The Arizona State Department of Public Welfare (now the Department of Economic Security) brought suit against Cleo M. Asbury alleging a breach of her contract with that department. Asbury was granted educational leave while working for the Department to attend graduate school in social work. During that time, she received a gross salary of $4,802.50. In return she contracted to render a minimum of 24 months of service to the Department of Public Welfare immediately following the completion of her leave period. The contract that Asbury signed also stated that in the event of leaving the Department prior to finishing her period of service without the approval of the State Board of Public Welfare, she would reimburse the Department "for all gross salary previously paid while on educational leave, prorated for the unfilled proportion of the commitment."

Asbury left the Department on December 4, 1970, after six months of work, without the approval of the Board to waive reimbursement. In her letter of resignation, she acknowledged that she had not fulfilled her commitment and requested information as to what repayment was expected of her. Demand was not made on her until April 10, 1972. No payment being received from Asbury, the Department filed suit for $3,541.84. During its course, Asbury's motion for summary judgment was granted and the Department now appeals. This court has jurisdiction of the appeal pursuant to Rule 47(e)(5). Rules of the Supreme Court.

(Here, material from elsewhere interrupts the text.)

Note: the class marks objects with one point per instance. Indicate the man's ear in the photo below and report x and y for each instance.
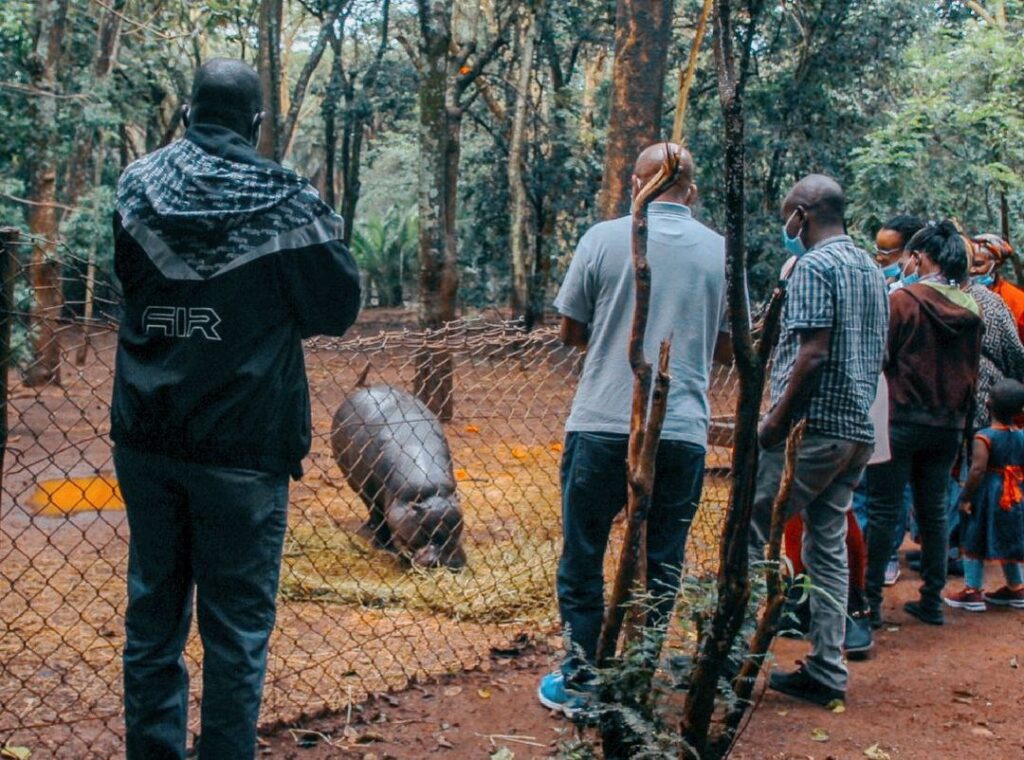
(257, 123)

It is axiomatic that when one person agrees to perform in a certain manner upon adequate consideration and fails to keep the agreement, he is liable to the performing party for any damages sustained as a result of his failure to perform. Lorden v. Snell, 39 Ariz. 128, 4 P.2d 392 (1931). To bring an action for the breach of the contract, the plaintiff has the burden of proving the existence of the contract, its breach and the resulting damages. Clark v. Compania Ganadera de Cananea, S.A., 95 Ariz. 90, 387 P.2d 235 (1963). In this case, the contract and its breach are evident. The formula to measure the amount of the damages is included in the contract. From her letter of resignation, it is clear that the appellee knew of her obligation. The single issue before us is whether the appellant was estopped by its delay from asserting its claim against the appellee.

We need not decide whether the doctrine of estoppel can be asserted against the State because we find that the requisite elements to establish the applicability of the doctrine have not been met.

To assert estoppel means that a party is prevented by his own acts from claiming a right to the detriment of the other party who was entitled to rely on such *186 conduct and has acted accordingly. Waugh v. Lennard, 69 Ariz. 214, 211 P.2d 806 (1949).

"The elements of an estoppel in pais are well settled; they are, essentially: conduct by which one intentionally or through culpable negligence induces another to believe and have confidence in certain material facts, which inducement results in acts in reliance thereon, justifiably taken, which cause injury to the party thus relying. Kerby v. State [ex rel. Frohmiller], 62 Ariz. 294, 157 P.2d 698 [1945]." Builders Supply Corp. v. Marshall, 88 Ariz. 89, 94, 352 P.2d 982, 985 (1960). See Holmes v. Graves, 83 Ariz. 174, 318 P.2d 354 (1957).

To invoke the doctrine, a person must have reasonably relied to his detriment on the acts, promises or representations of the adverse party. Freeman v. Wilson, 107 Ariz. 271, 485 P.2d 1161 (1971). The contract signed by the appellee provided for prorated reimbursement to the Department unless the approval of the State Board of Public Welfare was obtained in a waiver of that provision. Asbury knew of this. There has been no showing made that she relied on the delay on the part of the State to her detriment as an implied waiver contrary to the express provision of the contract. The only contention made is that whereas she was able to repay the money at the time of her letter of resignation, her financial position is now such that she cannot without hardship make the payment. This is not a sufficient change in circumstances to constitute detrimental reliance. Furthermore, no showing was made that the delay was intentional or constituted culpable negligence to induce detrimental reliance.

Estoppel is applied to prevent injustice and when "it would be unconscionable to permit a person to maintain a position inconsistent with one in which he had acquiesced." Holmes v. Graves, supra, 83 Ariz. at 177, 318 P.2d at 356. This is not such a situation.

The judgment of the trial court is reversed with directions that judgment be granted for the appellant.

CAMERON, C.J., and HOLOHAN, J., concur.